Mei Ling, Gao Linbo, Wang Tao, Yang Dong, Chen Weixing, Niu Xiaoyu
Department of Obstetrics and Gynecology, West China Second University Hospital, Sichuan University, Chengdu, 610041, China.
Center of Translational Medicine, Key Laboratory of Birth Defects and Related Diseases of Women and Children, West China Second University Hospital, Sichuan University, Chengdu, 610041, China.
Int Urogynecol J. 2025 Feb 3. doi: 10.1007/s00192-025-06046-9.
We aimed to develop and validate a clinically applicable risk assessment model for identifying women at a high risk of pelvic organ prolapse (POP) based on a retrospective practice.
This study enrolled patients with and without POP between January 2019 and December 2021. Clinical data were collected and machine learning models were applied, such as multilayer perceptron, logistic regression, random forest (RF), light gradient boosting machine and extreme gradient boosting. Two datasets were constructed, one comprising all variables and the other excluding physical examination variables.
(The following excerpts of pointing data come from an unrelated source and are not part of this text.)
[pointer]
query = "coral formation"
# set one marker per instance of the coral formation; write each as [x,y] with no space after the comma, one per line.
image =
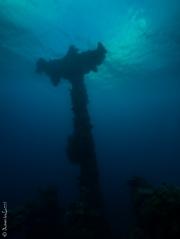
[157,209]
[42,219]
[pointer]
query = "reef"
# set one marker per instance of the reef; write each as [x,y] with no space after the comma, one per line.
[81,147]
[157,210]
[39,220]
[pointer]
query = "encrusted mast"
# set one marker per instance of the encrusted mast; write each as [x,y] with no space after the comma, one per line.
[81,148]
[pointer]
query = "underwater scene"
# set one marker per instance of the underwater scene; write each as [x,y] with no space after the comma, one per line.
[90,119]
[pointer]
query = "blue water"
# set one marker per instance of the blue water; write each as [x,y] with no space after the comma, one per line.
[134,98]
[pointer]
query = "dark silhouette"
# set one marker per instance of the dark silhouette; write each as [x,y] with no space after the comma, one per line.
[86,218]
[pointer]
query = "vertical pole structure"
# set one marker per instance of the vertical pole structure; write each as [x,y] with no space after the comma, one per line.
[87,217]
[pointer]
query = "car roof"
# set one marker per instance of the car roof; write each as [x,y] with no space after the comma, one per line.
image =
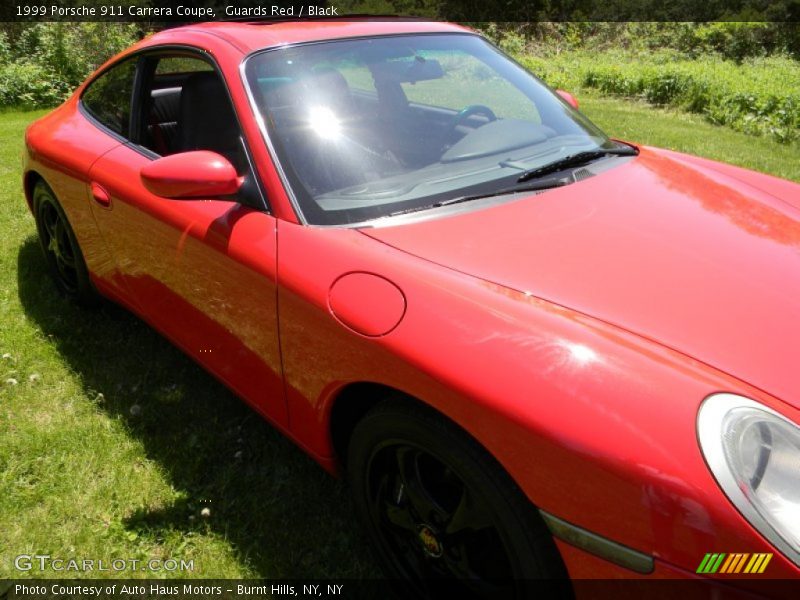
[256,35]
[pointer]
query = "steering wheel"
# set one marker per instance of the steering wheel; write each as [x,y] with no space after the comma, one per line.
[466,112]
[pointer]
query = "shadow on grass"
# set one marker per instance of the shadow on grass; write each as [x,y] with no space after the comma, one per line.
[282,514]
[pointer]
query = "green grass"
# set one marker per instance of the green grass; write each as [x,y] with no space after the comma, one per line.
[677,130]
[760,96]
[82,476]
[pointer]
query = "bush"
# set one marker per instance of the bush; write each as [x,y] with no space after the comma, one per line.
[760,96]
[48,60]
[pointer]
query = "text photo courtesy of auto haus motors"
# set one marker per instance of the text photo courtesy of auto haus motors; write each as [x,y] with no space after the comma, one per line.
[527,291]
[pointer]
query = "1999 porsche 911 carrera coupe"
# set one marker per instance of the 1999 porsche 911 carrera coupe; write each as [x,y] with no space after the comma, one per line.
[534,351]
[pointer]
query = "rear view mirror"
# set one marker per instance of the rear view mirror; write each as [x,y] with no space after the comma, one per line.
[197,174]
[412,70]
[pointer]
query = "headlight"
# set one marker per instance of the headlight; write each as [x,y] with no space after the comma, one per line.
[754,453]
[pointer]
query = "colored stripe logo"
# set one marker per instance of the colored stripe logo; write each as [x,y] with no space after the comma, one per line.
[734,563]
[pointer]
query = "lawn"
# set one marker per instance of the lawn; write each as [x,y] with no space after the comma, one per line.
[116,445]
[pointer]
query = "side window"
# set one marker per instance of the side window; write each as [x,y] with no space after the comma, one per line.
[186,107]
[108,98]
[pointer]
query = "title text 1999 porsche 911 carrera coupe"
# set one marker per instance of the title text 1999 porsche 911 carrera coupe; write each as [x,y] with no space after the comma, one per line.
[533,350]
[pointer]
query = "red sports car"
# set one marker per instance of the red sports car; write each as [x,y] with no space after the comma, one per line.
[534,351]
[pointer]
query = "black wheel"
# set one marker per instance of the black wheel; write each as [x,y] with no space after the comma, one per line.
[444,517]
[62,253]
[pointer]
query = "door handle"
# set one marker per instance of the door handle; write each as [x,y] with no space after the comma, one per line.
[100,195]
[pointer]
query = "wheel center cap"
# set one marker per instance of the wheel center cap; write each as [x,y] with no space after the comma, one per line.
[430,542]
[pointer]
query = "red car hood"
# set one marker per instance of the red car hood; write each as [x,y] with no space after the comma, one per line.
[664,246]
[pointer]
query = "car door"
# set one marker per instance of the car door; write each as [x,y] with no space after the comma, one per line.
[202,271]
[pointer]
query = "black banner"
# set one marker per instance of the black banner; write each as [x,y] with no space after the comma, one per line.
[226,589]
[185,11]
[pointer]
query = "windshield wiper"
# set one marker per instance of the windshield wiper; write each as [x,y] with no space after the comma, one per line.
[576,160]
[542,184]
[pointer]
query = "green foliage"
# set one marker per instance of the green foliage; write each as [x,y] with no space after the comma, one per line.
[736,39]
[760,96]
[48,60]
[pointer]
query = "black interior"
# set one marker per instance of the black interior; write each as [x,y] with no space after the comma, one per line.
[192,111]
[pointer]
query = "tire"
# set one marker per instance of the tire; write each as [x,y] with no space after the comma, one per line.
[445,518]
[61,251]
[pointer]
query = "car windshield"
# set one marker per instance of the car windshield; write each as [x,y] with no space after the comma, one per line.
[367,128]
Two versions of the machine learning model were developed. One was for professional doctors, and the other was for community-health providers. The area under the curve (AUC) and its confidence interval (CI), accuracy, F1 score, sensitivity, and specificity were calculated to evaluate the model's performance. The Shapley Additive Explanations method was used to visualize and interpret the model output.
A total of 16,416 women were recruited, with 8,314 and 8,102 in the POP and non-POP groups respectively. Eighty-seven variables were recorded. Among all candidate models, the RF model with 13 variables showed the best performance, with an AUC of 0.806 (95% CI 0.793-0.817), accuracy of 0.723, F1 of 0.731, sensitivity of 0.742, and specificity of 0.703. Excluding the physical examination variables, the RF model with 11 variables showed an AUC, accuracy, F1 score, sensitivity, and specificity of 0.716, 0.652, 0.688, 0.757, and 0.545 respectively.
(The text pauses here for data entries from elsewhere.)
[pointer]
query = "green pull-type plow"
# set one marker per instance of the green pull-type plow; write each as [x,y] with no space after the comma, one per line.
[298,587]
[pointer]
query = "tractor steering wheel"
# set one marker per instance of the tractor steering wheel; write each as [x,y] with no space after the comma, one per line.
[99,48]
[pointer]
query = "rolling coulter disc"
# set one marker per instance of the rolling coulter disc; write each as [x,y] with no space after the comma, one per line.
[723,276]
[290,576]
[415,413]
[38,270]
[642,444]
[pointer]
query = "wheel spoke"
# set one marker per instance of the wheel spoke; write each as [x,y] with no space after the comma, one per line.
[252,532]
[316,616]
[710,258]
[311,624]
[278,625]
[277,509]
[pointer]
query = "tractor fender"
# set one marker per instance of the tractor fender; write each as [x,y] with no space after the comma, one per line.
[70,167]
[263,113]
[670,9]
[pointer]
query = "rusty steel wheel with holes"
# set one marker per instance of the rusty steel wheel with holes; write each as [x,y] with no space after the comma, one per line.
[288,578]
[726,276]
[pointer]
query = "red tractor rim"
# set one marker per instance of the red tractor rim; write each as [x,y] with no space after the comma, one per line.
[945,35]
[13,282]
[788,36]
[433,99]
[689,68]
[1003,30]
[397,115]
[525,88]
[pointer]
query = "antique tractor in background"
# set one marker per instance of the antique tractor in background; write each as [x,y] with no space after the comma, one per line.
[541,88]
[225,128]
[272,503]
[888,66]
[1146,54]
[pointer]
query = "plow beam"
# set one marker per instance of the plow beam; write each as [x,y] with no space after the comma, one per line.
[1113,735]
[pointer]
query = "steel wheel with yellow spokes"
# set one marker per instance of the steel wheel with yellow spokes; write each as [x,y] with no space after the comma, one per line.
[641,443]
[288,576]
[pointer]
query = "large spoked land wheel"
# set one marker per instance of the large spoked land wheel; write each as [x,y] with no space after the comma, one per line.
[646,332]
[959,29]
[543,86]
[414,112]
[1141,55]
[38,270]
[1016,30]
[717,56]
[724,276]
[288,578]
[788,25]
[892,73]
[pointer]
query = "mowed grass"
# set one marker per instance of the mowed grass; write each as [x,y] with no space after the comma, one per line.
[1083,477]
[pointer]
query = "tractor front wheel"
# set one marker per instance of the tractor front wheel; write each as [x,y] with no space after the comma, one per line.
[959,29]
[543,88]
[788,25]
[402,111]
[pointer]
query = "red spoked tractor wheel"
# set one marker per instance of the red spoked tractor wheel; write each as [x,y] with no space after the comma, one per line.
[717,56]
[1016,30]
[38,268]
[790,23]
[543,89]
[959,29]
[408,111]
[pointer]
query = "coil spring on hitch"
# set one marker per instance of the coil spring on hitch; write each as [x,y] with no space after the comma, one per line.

We constructed a clinically applicable risk warning system that will help clinicians to identify women at a high risk of POP.
我们旨在基于一项回顾性实践,开发并验证一种临床适用的风险评估模型,以识别盆腔器官脱垂(POP)高危女性。
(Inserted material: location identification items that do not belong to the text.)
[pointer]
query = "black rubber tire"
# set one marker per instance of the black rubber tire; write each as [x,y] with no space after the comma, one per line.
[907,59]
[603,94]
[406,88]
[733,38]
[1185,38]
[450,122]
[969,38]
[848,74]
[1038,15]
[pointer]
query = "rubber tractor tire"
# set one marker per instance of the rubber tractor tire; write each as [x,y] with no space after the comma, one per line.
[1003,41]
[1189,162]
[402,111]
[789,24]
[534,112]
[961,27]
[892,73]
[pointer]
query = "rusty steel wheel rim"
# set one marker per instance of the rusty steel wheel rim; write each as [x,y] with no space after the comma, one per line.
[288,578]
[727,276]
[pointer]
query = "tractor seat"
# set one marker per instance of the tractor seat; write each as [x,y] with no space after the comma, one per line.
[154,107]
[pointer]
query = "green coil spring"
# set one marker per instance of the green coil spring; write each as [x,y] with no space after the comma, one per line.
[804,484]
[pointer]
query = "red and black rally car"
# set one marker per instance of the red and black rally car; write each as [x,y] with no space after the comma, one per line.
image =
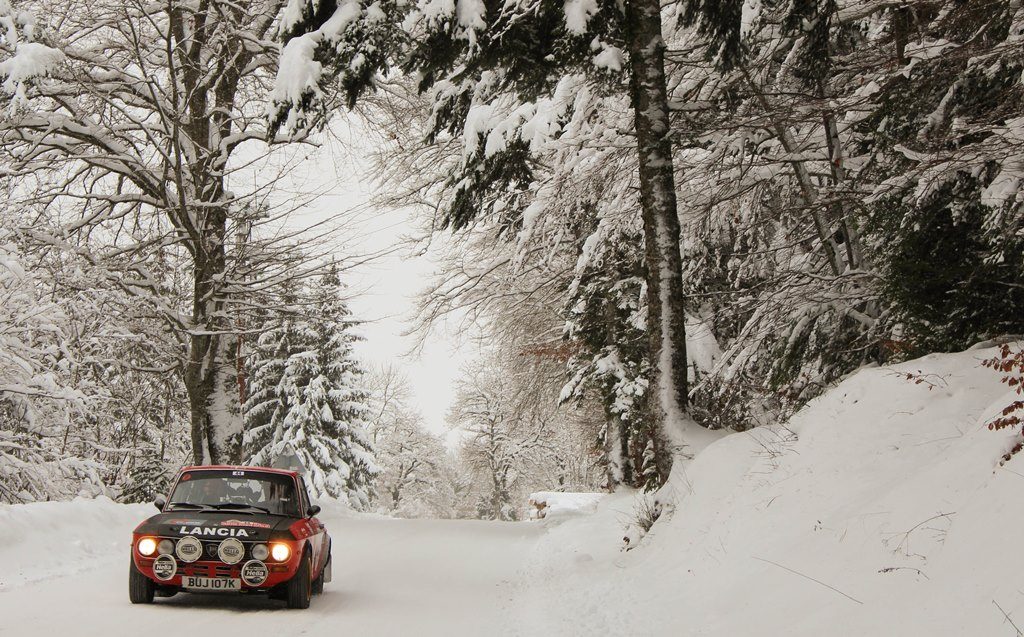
[245,529]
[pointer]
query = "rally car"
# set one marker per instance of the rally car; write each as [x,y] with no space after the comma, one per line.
[243,529]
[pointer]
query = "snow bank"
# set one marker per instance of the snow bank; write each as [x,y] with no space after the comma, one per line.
[880,509]
[549,504]
[46,540]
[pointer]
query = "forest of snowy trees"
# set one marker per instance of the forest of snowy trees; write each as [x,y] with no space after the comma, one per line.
[658,217]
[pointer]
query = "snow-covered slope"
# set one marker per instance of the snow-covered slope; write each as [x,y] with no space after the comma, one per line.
[879,510]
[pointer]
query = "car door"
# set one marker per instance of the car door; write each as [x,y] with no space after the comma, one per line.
[316,540]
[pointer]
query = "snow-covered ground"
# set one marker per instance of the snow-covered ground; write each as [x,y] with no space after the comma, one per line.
[879,510]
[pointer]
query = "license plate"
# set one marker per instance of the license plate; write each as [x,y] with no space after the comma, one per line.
[211,584]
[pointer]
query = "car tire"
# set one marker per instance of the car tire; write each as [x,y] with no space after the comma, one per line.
[318,582]
[299,588]
[140,588]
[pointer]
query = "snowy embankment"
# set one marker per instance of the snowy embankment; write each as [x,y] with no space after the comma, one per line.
[880,509]
[46,540]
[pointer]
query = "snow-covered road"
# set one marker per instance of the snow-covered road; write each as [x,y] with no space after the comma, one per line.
[406,578]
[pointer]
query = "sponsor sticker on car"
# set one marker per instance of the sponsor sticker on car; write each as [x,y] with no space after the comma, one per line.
[249,523]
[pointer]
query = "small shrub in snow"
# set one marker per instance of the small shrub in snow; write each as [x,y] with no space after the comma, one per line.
[1011,364]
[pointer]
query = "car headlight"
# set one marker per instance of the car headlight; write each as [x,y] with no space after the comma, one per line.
[146,546]
[260,552]
[281,552]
本研究纳入了2019年1月至2021年12月期间患有和未患有POP的患者。收集临床数据并应用机器学习模型,如多层感知器、逻辑回归、随机森林(RF)、轻量级梯度提升机和极限梯度提升。构建了两个数据集,一个包含所有变量,另一个排除体格检查变量。开发了两个版本的机器学习模型。一个供专业医生使用,另一个供社区卫生服务提供者使用。计算曲线下面积(AUC)及其置信区间(CI)、准确率、F1分数、敏感性和特异性,以评估模型性能。使用Shapley值法对模型输出进行可视化和解释。
共招募了16416名女性,POP组和非POP组分别有8314名和8102名。记录了87个变量。在所有候选模型中,包含13个变量的RF模型表现最佳,AUC为0.806(95%CI 0.793-0.817),准确率为0.723,F1为0.731,敏感性为0.742,特异性为0.703。排除体格检查变量后,包含11个变量的RF模型的AUC、准确率、F1分数、敏感性和特异性分别为0.716、0.652、0.688、0.757和0.545。
我们构建了一个临床适用的风险预警系统,这将有助于临床医生识别POP高危女性。